A friend of mine once told me the best advice she ever received in picking a life partner: “Never marry someone you can’t stand being divorced from.” For so many reasons, this rings true. While premarital agreements often get a bad rap – words like “unromantic”, “distrust”, and “greed” come to mind – the reality is, a carefully drafted premarital agreement can help create a culture of financial openness in a marriage, as well as provide a framework for an amicable untangling of the parties, in the unfortunate event of divorce.

 Premarital agreements in Nebraska are governed by the Uniform Premarital Agreement Act. Most importantly, a premarital agreement by definition is a contract entered into by prospective spouses in contemplation of marriage, and is to be effective upon marriage. As recently as 2016, the Nebraska Supreme Court reaffirmed the court’s position that Nebraska law does not allow postnuptial agreements unless such agreements are concurrent with a separation or divorce.  All of this is to say that, if you are considering a premarital agreement, it has to be made before the wedding.

A premarital agreement can outline the disposition of pre- and post-marital assets in the event of divorce. It can also set expectations for things like alimony and distribution of the parties’ debt. A word to the wise: give yourself and your partner more than a few days to consider the document. Allowing ample time to generate a document that suits both parties’ needs will increase the likelihood of success by its terms, and allow for full, open and honest communication for everyone involved.

Keep in mind that premarital agreements don’t just deal with divorce; the document can also help govern the distribution of your assets in the event of your death. This is particularly helpful for families formed by a second marriage. Consider a home owned by one spouse prior to the second marriage. If that spouse dies during the marriage, does the surviving spouse get the home? Does it pass to the deceased spouse’s children or beneficiaries? Or is it sold, and if so, who receives the payout? In the case of second marriages, having a comprehensive premarital agreement done before marriage allows the parties to preserve their estate planning options down the road, and to foster harmony in the blended family.

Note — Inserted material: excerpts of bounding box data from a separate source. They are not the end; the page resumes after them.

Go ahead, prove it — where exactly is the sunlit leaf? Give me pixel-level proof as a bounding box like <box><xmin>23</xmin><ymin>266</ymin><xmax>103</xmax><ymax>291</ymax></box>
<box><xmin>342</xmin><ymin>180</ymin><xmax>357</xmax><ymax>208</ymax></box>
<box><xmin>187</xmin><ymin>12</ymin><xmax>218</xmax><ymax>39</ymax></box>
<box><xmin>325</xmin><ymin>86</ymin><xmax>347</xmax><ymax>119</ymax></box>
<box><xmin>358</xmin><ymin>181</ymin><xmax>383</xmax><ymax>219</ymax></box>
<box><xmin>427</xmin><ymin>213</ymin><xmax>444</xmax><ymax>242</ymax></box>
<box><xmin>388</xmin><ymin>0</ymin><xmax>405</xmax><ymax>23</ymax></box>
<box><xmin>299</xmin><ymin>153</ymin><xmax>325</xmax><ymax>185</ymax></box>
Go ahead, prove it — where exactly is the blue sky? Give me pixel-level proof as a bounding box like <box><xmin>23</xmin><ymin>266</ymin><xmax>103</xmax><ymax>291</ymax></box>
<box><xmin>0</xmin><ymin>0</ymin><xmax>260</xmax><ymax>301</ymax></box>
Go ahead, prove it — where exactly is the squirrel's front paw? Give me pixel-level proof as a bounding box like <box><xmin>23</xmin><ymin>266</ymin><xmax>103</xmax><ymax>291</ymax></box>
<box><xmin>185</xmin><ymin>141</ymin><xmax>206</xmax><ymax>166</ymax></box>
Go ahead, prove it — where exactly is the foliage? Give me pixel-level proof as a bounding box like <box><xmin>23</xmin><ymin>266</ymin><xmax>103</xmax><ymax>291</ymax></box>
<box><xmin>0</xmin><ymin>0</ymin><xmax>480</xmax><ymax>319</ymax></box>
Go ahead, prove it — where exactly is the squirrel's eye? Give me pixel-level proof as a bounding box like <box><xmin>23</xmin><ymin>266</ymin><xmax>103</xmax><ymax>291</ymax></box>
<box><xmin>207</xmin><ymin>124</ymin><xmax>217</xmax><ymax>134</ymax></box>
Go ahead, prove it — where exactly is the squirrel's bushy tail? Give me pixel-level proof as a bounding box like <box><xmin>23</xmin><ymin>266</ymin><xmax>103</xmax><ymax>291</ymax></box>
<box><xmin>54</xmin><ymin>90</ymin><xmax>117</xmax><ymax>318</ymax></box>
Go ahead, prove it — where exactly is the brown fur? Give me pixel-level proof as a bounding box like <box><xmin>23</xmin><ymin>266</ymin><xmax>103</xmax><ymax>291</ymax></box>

Thinking of divorce before getting married may seem unromantic, but marriage is a contract on multiple levels. Parties promise to “love, honor, and cherish”; they also amass assets, debts, and dependents. In the event of marital discord, legal documents such as a premarital agreement establish the rights and responsibilities of each party to a marriage. Mitigating the emotional and financial points of contention by defining each person’s expectations and boundaries up front can save a great deal of money, time, and pain down the road.